It was so cold …

Published 12:57 am Wednesday, November 19, 2014

By Wayne Hinshaw

For the Salisbury Post

MOUNT ULLA —  It might be even colder this morning, but last Friday night was a cold, cold night in Mount Ulla. It was 32 degrees at kick off when West Rowan High played North Buncombe in the state playoff football game.  The temperature dropped to 28 degrees by halftime.

It was “so cold,” like the American folk tales of Paul Bunyan in the folktale of “Babe the Blue Ox:”

Well now, one winter it was so cold that all the geese flew backward and all the fish moved south and even the snow turned blue. Late at night, it got so frigid that all spoken words froze solid afore they could be heard. People had to wait until sunup to find out what folks were talking about the night before.

Well, maybe it wasn’t that cold, but some of the signal calls made by North Buncombe’s quarterback, Chase Parker, must have frozen solid, because the receivers didn’t hear them.

It was so cold that West Rowan Coach Scott Young called it “one of the most bitterly cold nights I can ever remember playing in, the coldest since Statesville in 2011.”

It was so cold that most of the beds in Mount Ulla were stripped of their quilts and blankets that were brought to the football game. Looking into the stands, there were hand-sewn fancy designed quilts,  Carolina Panther blankets, red blankets, checked blankets, even grown burly men wrapped in children’s blankets.

It was so cold, there were hand-knitted afghans wrapped around legs. There were face scarfs, hoods, toboggans, shawls, baseball caps under toboggans pulled over heads and faces.  Faces were so covered, I’m not sure they could see the game.

It was so cold, West had two electric heaters on the sideline.

The players gathered around the heaters like a herd of dairy cows at the feeding trough at milking time.

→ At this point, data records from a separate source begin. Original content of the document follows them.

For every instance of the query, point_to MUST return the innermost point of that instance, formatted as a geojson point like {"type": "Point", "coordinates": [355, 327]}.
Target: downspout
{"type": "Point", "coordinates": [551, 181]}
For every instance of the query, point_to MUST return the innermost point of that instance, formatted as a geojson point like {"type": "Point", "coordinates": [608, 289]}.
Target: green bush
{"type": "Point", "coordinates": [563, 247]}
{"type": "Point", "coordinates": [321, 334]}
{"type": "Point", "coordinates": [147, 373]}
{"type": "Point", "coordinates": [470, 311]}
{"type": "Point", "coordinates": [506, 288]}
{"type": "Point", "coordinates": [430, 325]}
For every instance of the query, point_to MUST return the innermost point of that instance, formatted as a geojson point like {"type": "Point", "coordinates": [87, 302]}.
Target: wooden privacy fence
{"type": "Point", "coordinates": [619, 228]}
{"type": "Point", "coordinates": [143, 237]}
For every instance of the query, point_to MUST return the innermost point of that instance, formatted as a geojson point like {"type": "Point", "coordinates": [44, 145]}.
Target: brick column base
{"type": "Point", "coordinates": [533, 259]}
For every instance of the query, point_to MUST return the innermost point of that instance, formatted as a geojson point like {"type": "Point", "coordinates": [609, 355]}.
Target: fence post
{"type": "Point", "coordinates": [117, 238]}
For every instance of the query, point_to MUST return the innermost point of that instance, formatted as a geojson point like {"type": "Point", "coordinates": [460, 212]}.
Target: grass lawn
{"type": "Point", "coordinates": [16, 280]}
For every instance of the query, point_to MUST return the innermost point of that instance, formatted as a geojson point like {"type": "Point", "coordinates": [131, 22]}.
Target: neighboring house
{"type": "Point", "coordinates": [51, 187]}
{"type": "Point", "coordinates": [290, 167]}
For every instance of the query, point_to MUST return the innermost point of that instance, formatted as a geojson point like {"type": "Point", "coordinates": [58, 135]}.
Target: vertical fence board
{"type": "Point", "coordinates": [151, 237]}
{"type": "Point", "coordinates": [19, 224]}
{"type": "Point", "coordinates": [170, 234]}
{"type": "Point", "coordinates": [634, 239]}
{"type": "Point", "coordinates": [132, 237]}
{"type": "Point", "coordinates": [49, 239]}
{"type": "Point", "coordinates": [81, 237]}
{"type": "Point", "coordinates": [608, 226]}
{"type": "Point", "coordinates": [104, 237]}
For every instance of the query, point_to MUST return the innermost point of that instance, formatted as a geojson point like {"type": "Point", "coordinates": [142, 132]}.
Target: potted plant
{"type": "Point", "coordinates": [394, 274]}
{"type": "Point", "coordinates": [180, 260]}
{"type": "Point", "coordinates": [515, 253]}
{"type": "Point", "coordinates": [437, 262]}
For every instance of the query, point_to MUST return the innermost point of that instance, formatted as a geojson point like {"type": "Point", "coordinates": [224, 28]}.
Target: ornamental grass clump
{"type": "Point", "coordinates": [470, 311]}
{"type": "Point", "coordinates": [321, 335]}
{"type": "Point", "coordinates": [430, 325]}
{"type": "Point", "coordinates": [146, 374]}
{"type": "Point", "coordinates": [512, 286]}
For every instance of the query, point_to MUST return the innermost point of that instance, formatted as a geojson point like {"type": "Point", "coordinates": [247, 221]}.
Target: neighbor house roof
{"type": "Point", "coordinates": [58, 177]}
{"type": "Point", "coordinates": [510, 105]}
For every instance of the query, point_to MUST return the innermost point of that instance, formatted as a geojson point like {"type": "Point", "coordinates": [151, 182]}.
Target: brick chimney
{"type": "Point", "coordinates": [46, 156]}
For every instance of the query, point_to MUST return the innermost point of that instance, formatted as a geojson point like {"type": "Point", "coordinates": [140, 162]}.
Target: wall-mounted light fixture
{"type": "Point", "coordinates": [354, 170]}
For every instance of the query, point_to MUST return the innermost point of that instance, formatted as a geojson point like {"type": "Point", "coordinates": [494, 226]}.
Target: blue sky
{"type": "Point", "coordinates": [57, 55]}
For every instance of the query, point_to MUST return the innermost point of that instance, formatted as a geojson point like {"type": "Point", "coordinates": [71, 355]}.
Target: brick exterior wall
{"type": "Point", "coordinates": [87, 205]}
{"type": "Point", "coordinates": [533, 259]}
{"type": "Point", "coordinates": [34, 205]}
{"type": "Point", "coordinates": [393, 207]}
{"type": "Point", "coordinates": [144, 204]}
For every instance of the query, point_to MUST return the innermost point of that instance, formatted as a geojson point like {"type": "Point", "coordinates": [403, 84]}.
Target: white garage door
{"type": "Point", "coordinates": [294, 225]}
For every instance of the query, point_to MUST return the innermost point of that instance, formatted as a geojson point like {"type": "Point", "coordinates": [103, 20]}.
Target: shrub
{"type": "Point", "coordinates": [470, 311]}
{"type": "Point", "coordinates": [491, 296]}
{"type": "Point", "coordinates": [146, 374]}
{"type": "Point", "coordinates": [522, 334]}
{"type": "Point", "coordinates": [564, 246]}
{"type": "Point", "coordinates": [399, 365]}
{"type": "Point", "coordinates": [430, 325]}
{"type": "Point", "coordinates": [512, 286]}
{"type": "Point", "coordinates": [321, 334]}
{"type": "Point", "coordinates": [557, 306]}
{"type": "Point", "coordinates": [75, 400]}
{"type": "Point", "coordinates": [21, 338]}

The players had to push the managers away so they could get warm.  Coach Young never leaves the sidelines during a game, but  on this night he slipped over to one of the heaters at least once.

The radio announcers on Memories 1280 said on the air that it was 32 degrees in Salisbury but 28 in Mount Ulla. They allowed it was colder in Mount Ulla since there was more open space than in Salisbury. They admitted that they had a small heater in the press box, but they were keeping the door closed so fans wouldn’t crowd in there seeking heat.

The announcer was laughing that in the men’s bathroom at the stadium, there were men standing shoulder to shoulder, not using the bathroom, but trying to stay warm.  Anyone needing to use the restrooms was on their own trying to wedge their way to the seat.

It was so cold that kicking the football was like kicking a cinder block. So cold, that catching a pass was like catching a flying ice sculpture. So cold, my camera used half a full battery charge by halftime.

It was so cold that the mountain boys from North Buncombe lost the game 40-7, throwing 55 passes with 32 of them missing the targets.

It was so cold that if I don’t stop writing this tale, I will be compared with the folk character, writer  “Johnny Insklinger” in the Paul Bunyan tales, who wrote so much that he had to have his pen connected to barrels of ink.